Aber ich dachte auch an das andere. Daran, wie es sich angefühlt hatte. Seine Hände auf meiner Haut. Sein Schwanz in meiner Muschi. Seine Ladung, die mich füllte. Seine Stimme, als er „Danke“ sagte. Das fühlte sich nicht falsch an. Es fühlte sich echt an.

Ich stieg in den fast leeren Bus und setzte mich ans Fenster, presste die Schenkel zusammen und spürte, wie ich noch immer von ihm durchnässt war. Es spielte keine Rolle mehr, ob es richtig oder falsch war. Es war geschehen. Ich konnte es nicht rückgängig machen.

***

Bevor ich die Dissertation beendete, kehrte ich noch ein paar Mal unter dem Vorwand ins Heim zurück, die letzten Einzelheiten zu vermessen. Beim ersten Mal kniete ich wieder vor ihm, seinen Schwanz tief in der Kehle, und schluckte jeden letzten Tropfen seiner Ladung, weil keine Zeit für mehr war. Beim zweiten Mal geschah es im Bett, mit ihm über mir, langsamer, aber ebenso schweigend; ich sah zu, wie er auf meine Titten und die Kette kam, bevor ich mich schnell sauber machte. Danach gab es nie Abschiede: Ich zog mich an und ging, er blieb zurück, und für uns beide schien das zu genügen.
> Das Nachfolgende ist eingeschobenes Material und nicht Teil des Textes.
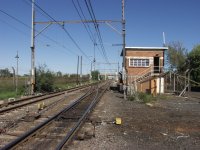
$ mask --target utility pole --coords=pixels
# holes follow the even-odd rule
[[[16,89],[15,68],[12,67],[12,69],[13,69],[13,85],[15,86],[15,89]]]
[[[78,62],[77,62],[77,74],[76,74],[76,84],[78,85],[78,71],[79,71],[79,56],[78,56]]]
[[[35,92],[35,0],[32,0],[31,28],[31,94]]]
[[[17,51],[17,55],[15,56],[15,58],[17,59],[17,69],[16,69],[16,93],[17,93],[17,89],[18,89],[18,51]]]
[[[90,80],[92,81],[92,61],[91,61],[91,69],[90,69]]]
[[[125,13],[124,13],[124,0],[122,0],[122,37],[123,37],[123,67],[122,67],[122,76],[123,76],[123,90],[124,90],[124,99],[126,99],[126,52],[125,52]]]
[[[94,70],[95,70],[95,65],[96,65],[96,55],[95,55],[95,47],[97,46],[96,40],[94,41],[94,61],[93,61],[93,65],[94,65]]]
[[[80,83],[82,82],[82,56],[81,56],[81,67],[80,67]]]

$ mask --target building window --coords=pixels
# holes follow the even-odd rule
[[[149,67],[149,59],[130,58],[129,66],[130,67]]]

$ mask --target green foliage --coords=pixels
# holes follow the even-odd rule
[[[99,74],[98,70],[92,71],[92,80],[99,80]]]
[[[136,96],[137,96],[137,98],[136,98]],[[148,103],[148,102],[151,102],[151,101],[155,101],[156,98],[153,97],[151,94],[138,92],[138,93],[136,93],[136,95],[131,95],[130,97],[128,97],[128,100],[130,100],[130,101],[139,100],[142,103]]]
[[[46,65],[41,65],[36,69],[36,91],[52,92],[54,86],[54,73],[47,69]]]
[[[13,74],[9,71],[8,68],[0,69],[0,77],[12,77]]]
[[[200,45],[196,45],[187,58],[188,68],[191,70],[191,79],[200,82]]]
[[[168,44],[168,48],[169,69],[184,72],[186,70],[187,49],[180,42],[171,42]]]

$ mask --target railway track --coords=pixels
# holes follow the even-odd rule
[[[1,138],[10,129],[20,126],[33,120],[42,120],[53,115],[59,109],[69,104],[71,100],[80,96],[88,86],[76,87],[67,92],[51,93],[49,95],[36,96],[29,100],[19,100],[18,103],[10,104],[0,109],[0,144]],[[76,91],[76,92],[73,92]],[[42,109],[38,105],[42,104]],[[63,106],[62,106],[63,105]],[[46,116],[46,117],[44,117]],[[39,121],[40,122],[40,121]],[[38,124],[37,122],[35,124]],[[13,135],[13,134],[11,134]],[[18,134],[17,134],[18,135]]]
[[[41,94],[41,95],[37,95],[37,96],[31,96],[31,97],[27,97],[27,98],[18,99],[16,101],[6,102],[6,103],[0,105],[0,114],[7,112],[9,110],[12,110],[12,109],[23,107],[23,106],[28,105],[28,104],[32,104],[32,103],[34,103],[34,101],[35,102],[38,102],[40,100],[42,101],[42,100],[45,100],[45,99],[48,99],[48,98],[51,98],[51,97],[63,95],[66,92],[69,93],[69,92],[73,92],[73,91],[76,91],[76,90],[80,90],[80,89],[89,87],[91,85],[92,84],[83,85],[83,86],[79,86],[79,87],[70,88],[68,90],[61,91],[61,92],[51,92],[49,94]],[[15,105],[15,106],[13,106],[13,105]]]
[[[98,85],[96,85],[98,87]],[[8,143],[6,149],[62,149],[73,138],[98,100],[107,84],[93,87],[57,114],[46,119],[20,137]]]

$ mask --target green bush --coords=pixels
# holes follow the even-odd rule
[[[151,94],[143,93],[143,92],[138,92],[135,95],[131,95],[128,97],[129,101],[135,101],[139,100],[142,103],[148,103],[151,101],[155,101],[156,97],[153,97]]]

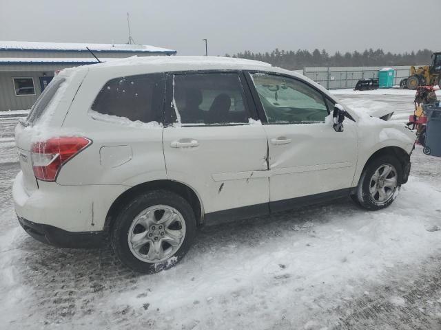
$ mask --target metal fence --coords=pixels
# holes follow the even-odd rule
[[[305,67],[303,75],[327,89],[353,88],[360,79],[378,78],[378,71],[384,67]],[[409,77],[410,66],[392,67],[395,70],[393,85]]]

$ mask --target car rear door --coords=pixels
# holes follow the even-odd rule
[[[357,161],[355,122],[347,119],[345,131],[336,132],[329,109],[334,103],[300,79],[271,73],[248,77],[266,122],[271,210],[289,208],[298,197],[349,195]]]
[[[267,135],[243,82],[235,71],[168,75],[167,179],[193,188],[207,215],[268,211]]]

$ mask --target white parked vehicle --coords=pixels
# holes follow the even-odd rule
[[[415,136],[289,71],[171,56],[63,70],[15,139],[13,197],[28,233],[71,248],[110,236],[123,263],[151,273],[215,219],[349,196],[388,206]]]

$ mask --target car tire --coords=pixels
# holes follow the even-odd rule
[[[190,204],[167,190],[138,195],[118,213],[112,245],[121,261],[132,270],[152,274],[178,263],[196,236]]]
[[[369,162],[360,178],[356,203],[370,210],[381,210],[391,205],[400,188],[402,168],[392,155],[378,157]]]

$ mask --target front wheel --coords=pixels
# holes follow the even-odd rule
[[[401,177],[401,164],[396,157],[383,156],[373,160],[363,170],[353,199],[367,210],[387,208],[400,190]]]
[[[181,196],[154,190],[135,197],[116,216],[112,232],[115,254],[141,273],[174,266],[196,235],[194,213]]]

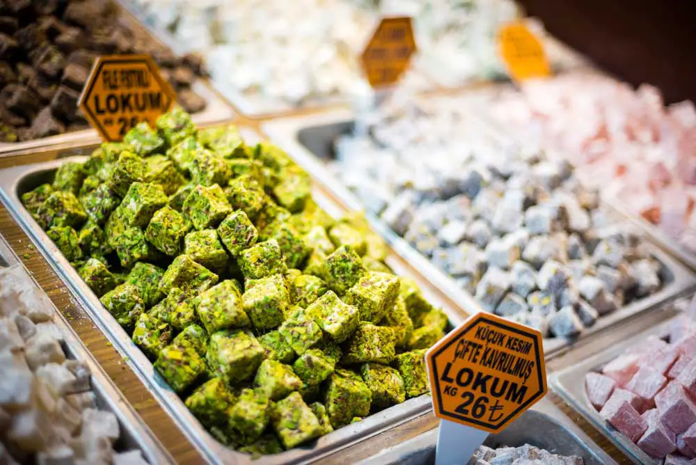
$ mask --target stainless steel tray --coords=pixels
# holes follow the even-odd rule
[[[242,130],[245,140],[253,141],[254,139],[258,139],[258,135],[255,138],[252,137],[248,135],[250,133],[250,131]],[[186,408],[183,401],[169,388],[154,369],[150,360],[131,341],[126,331],[103,307],[97,296],[84,283],[77,271],[70,266],[53,242],[49,239],[22,205],[19,200],[22,194],[40,184],[49,181],[55,170],[61,164],[71,161],[82,161],[85,159],[84,157],[68,157],[3,170],[0,171],[0,197],[14,218],[38,245],[38,249],[54,269],[78,297],[94,322],[107,335],[114,346],[118,347],[122,354],[127,356],[128,364],[152,391],[164,408],[175,419],[179,427],[204,457],[209,462],[218,464],[252,463],[251,456],[226,448],[205,431]],[[313,195],[317,203],[330,214],[338,216],[345,211],[342,205],[328,198],[323,191],[315,189]],[[418,275],[414,276],[395,254],[392,253],[388,258],[386,262],[397,274],[411,275],[419,282],[419,284],[423,283],[422,280]],[[458,325],[463,321],[462,315],[451,306],[448,306],[446,301],[429,291],[426,286],[422,287],[426,297],[434,304],[443,306],[452,326]],[[264,456],[254,461],[253,463],[296,464],[315,462],[322,457],[424,414],[430,408],[429,395],[425,395],[410,399],[402,404],[367,417],[360,423],[349,425],[322,436],[313,446],[299,448],[274,455]]]
[[[385,449],[358,465],[430,465],[435,463],[437,428]],[[484,441],[489,447],[531,444],[554,454],[583,457],[585,465],[616,464],[575,423],[548,400],[541,400],[504,431]],[[466,463],[462,462],[462,463]]]
[[[121,14],[123,17],[123,21],[129,27],[134,30],[137,30],[140,33],[147,34],[152,40],[165,45],[175,51],[175,47],[172,47],[170,44],[162,40],[161,38],[152,34],[147,28],[143,27],[127,8],[122,8]],[[221,123],[227,120],[230,120],[235,116],[235,113],[232,107],[212,88],[207,79],[197,77],[193,82],[193,85],[191,86],[191,89],[200,95],[206,102],[205,109],[191,115],[193,123],[196,125]],[[0,156],[8,152],[15,150],[35,149],[65,143],[79,143],[86,145],[100,141],[101,137],[95,129],[91,128],[80,129],[57,136],[42,137],[33,141],[0,143]]]
[[[549,384],[554,392],[577,410],[604,436],[622,449],[636,464],[658,465],[661,460],[651,458],[638,446],[609,425],[599,415],[587,399],[585,391],[585,375],[591,371],[599,371],[608,363],[621,355],[626,348],[645,340],[649,336],[663,338],[669,335],[674,319],[623,340],[594,355],[580,361],[567,368],[560,370],[549,377]]]
[[[0,236],[0,267],[6,268],[13,265],[22,266],[19,258],[5,241],[5,238]],[[26,276],[34,281],[34,285],[40,289],[29,273]],[[164,452],[162,445],[155,439],[148,427],[123,398],[113,382],[104,372],[61,313],[55,308],[54,310],[52,321],[61,331],[63,336],[61,345],[65,356],[87,365],[91,374],[91,390],[97,398],[97,408],[111,411],[118,418],[121,434],[114,445],[115,450],[118,452],[126,452],[138,449],[142,451],[143,457],[153,465],[173,463],[171,457]]]
[[[471,104],[480,103],[481,96],[473,95]],[[484,97],[483,98],[486,98]],[[486,122],[481,123],[482,130],[490,131],[492,135],[505,137],[495,127],[489,127]],[[347,111],[326,112],[296,118],[278,119],[266,123],[262,129],[279,146],[287,151],[295,161],[307,170],[315,179],[324,183],[342,202],[353,210],[363,209],[360,200],[346,188],[327,169],[325,161],[333,157],[334,139],[350,131],[354,123],[352,116]],[[610,205],[606,205],[611,208]],[[616,212],[619,218],[623,212]],[[412,247],[405,239],[395,234],[376,215],[366,213],[372,228],[382,235],[393,250],[406,261],[410,262],[432,283],[444,292],[450,299],[458,304],[462,309],[470,313],[479,309],[473,297],[461,289],[444,272],[435,267],[426,257]],[[654,237],[646,232],[646,237],[659,244]],[[658,247],[651,251],[654,255],[663,264],[663,272],[666,283],[659,292],[647,298],[636,301],[617,310],[601,317],[594,326],[586,329],[574,340],[546,338],[544,341],[546,358],[555,357],[570,349],[571,346],[579,347],[592,340],[592,336],[608,330],[614,324],[622,322],[639,314],[658,308],[677,297],[689,293],[696,288],[696,278],[677,260],[663,252]]]

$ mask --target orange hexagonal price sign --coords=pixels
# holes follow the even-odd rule
[[[410,17],[382,18],[361,56],[370,85],[385,87],[396,84],[416,50]]]
[[[102,137],[116,142],[139,123],[154,126],[175,98],[152,56],[106,55],[95,61],[78,104]]]
[[[498,432],[546,393],[538,331],[478,313],[426,355],[435,415]]]

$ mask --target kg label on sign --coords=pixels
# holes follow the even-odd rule
[[[154,126],[175,95],[148,55],[100,56],[80,96],[79,107],[106,141],[120,141],[143,121]]]

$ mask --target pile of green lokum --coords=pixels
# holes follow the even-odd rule
[[[448,326],[310,187],[278,148],[175,109],[22,200],[208,431],[269,454],[426,393]]]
Als ich das letzte Mal hinging, um eine Kopie der fertigen Dissertation abzugeben, wusste ich im Voraus, dass ich ihn nicht sehen würde. Ich ging an seiner geschlossenen Tür vorbei. Ich klopfte nicht. Ich blieb nur einen Augenblick stehen und ging weiter.

Ich erfuhr nie, ob das, was wir getan hatten, richtig oder falsch gewesen war. Aber ich entdeckte etwas über mich selbst: dass auch ich fähig war, alles beiseitezuschieben, um einfach das Vergnügen zu spüren, einen harten Schwanz in mir und eine heiße Ladung, die mich füllte. Und das war, ob zum Guten oder zum Schlechten, nun ein Teil von mir.